Joining me for this trialogue are Eric Wargo, author of From Nowhere: Artists, Writers, and the Precognitive Imagination (previously on FF episodes 117 and 171), and J.F. Martel, author of Reclaiming Art in The Age of Artifice and co-host (with Phil Ford) of Weird Studies podcast (previously on FF episodes 18, 71, 126, and 214).
Our discussion centers on the concept of precognition — the ability to perceive future events — as the mechanism of all human creative activity. Both Eric and J.F. argue that art, like shamanistic practices, acts as a means of accessing and expressing precognitive experiences, often manifesting as seemingly coincidental events or uncanny correspondences between art and reality.
We talk about the role of trauma and dissociation in stimulating creative breakthroughs — why there seems to be a direct biological and psychological link between suffering, displacement, and the discovery of radical new insights and modes of being. Can we create without destroying, or are rupture and connection one thing?
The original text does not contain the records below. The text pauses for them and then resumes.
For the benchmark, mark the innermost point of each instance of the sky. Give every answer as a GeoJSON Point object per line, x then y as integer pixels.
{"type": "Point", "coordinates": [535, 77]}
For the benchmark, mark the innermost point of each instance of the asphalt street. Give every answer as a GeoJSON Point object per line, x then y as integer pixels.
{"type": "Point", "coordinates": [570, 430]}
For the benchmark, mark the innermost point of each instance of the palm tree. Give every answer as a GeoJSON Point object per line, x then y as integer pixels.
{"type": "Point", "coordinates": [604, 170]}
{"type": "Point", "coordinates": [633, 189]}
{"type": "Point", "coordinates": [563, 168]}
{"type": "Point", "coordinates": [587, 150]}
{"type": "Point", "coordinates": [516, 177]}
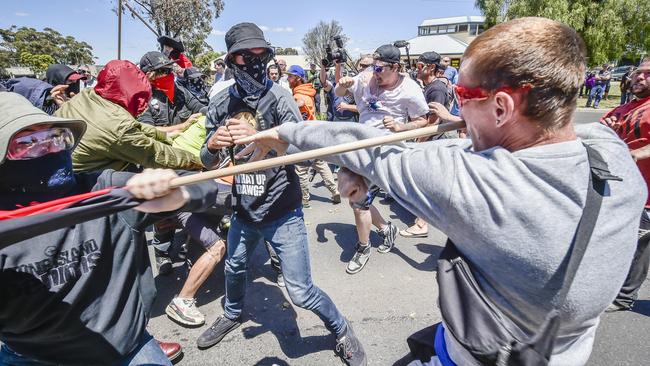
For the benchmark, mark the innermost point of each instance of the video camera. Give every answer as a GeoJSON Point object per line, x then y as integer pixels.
{"type": "Point", "coordinates": [337, 55]}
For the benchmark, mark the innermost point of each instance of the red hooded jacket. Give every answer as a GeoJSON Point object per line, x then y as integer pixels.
{"type": "Point", "coordinates": [124, 84]}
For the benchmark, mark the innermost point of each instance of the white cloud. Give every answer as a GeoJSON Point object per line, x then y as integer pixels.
{"type": "Point", "coordinates": [282, 30]}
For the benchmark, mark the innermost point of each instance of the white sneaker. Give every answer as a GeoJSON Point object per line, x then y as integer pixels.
{"type": "Point", "coordinates": [184, 311]}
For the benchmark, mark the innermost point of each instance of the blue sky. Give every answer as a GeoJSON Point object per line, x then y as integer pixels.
{"type": "Point", "coordinates": [368, 24]}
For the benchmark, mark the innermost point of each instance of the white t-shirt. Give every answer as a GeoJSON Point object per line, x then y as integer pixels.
{"type": "Point", "coordinates": [404, 102]}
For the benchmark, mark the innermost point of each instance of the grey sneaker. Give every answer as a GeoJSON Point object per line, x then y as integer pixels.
{"type": "Point", "coordinates": [359, 259]}
{"type": "Point", "coordinates": [388, 235]}
{"type": "Point", "coordinates": [614, 307]}
{"type": "Point", "coordinates": [217, 331]}
{"type": "Point", "coordinates": [350, 349]}
{"type": "Point", "coordinates": [184, 311]}
{"type": "Point", "coordinates": [280, 280]}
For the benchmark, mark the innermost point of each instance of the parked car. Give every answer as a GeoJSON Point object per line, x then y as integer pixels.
{"type": "Point", "coordinates": [618, 72]}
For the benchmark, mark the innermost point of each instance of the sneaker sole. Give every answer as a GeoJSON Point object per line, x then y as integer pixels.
{"type": "Point", "coordinates": [180, 320]}
{"type": "Point", "coordinates": [217, 340]}
{"type": "Point", "coordinates": [353, 271]}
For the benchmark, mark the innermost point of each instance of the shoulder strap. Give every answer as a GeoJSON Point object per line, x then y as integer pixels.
{"type": "Point", "coordinates": [599, 174]}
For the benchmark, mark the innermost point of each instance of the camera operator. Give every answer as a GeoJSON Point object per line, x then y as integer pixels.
{"type": "Point", "coordinates": [338, 108]}
{"type": "Point", "coordinates": [511, 201]}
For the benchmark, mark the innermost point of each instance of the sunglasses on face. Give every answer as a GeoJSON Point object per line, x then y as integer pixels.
{"type": "Point", "coordinates": [252, 58]}
{"type": "Point", "coordinates": [464, 94]}
{"type": "Point", "coordinates": [32, 145]}
{"type": "Point", "coordinates": [380, 68]}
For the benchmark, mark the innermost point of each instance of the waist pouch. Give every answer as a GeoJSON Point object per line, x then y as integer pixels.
{"type": "Point", "coordinates": [475, 322]}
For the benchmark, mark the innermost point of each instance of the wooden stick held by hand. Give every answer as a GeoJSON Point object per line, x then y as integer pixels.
{"type": "Point", "coordinates": [316, 153]}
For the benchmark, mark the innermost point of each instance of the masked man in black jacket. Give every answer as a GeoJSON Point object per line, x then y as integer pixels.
{"type": "Point", "coordinates": [267, 203]}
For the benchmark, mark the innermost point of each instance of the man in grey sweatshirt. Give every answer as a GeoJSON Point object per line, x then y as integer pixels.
{"type": "Point", "coordinates": [511, 198]}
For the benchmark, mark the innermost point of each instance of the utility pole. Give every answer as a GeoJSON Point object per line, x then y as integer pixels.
{"type": "Point", "coordinates": [119, 29]}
We also examine how emerging media through the ages have shaped our experience of time. Starting with the earliest Paleolithic artifacts and the role of cave art in facilitating or encoding ecstatic experience, we trace the evolution of art through to how the development “the cut” in modern cinema led to new ideas of causality. Each new medium provides novel ways of thinking about leaps across space and time, and their study offers new points of entry into a unifying philosophy of rupture and discontinuity.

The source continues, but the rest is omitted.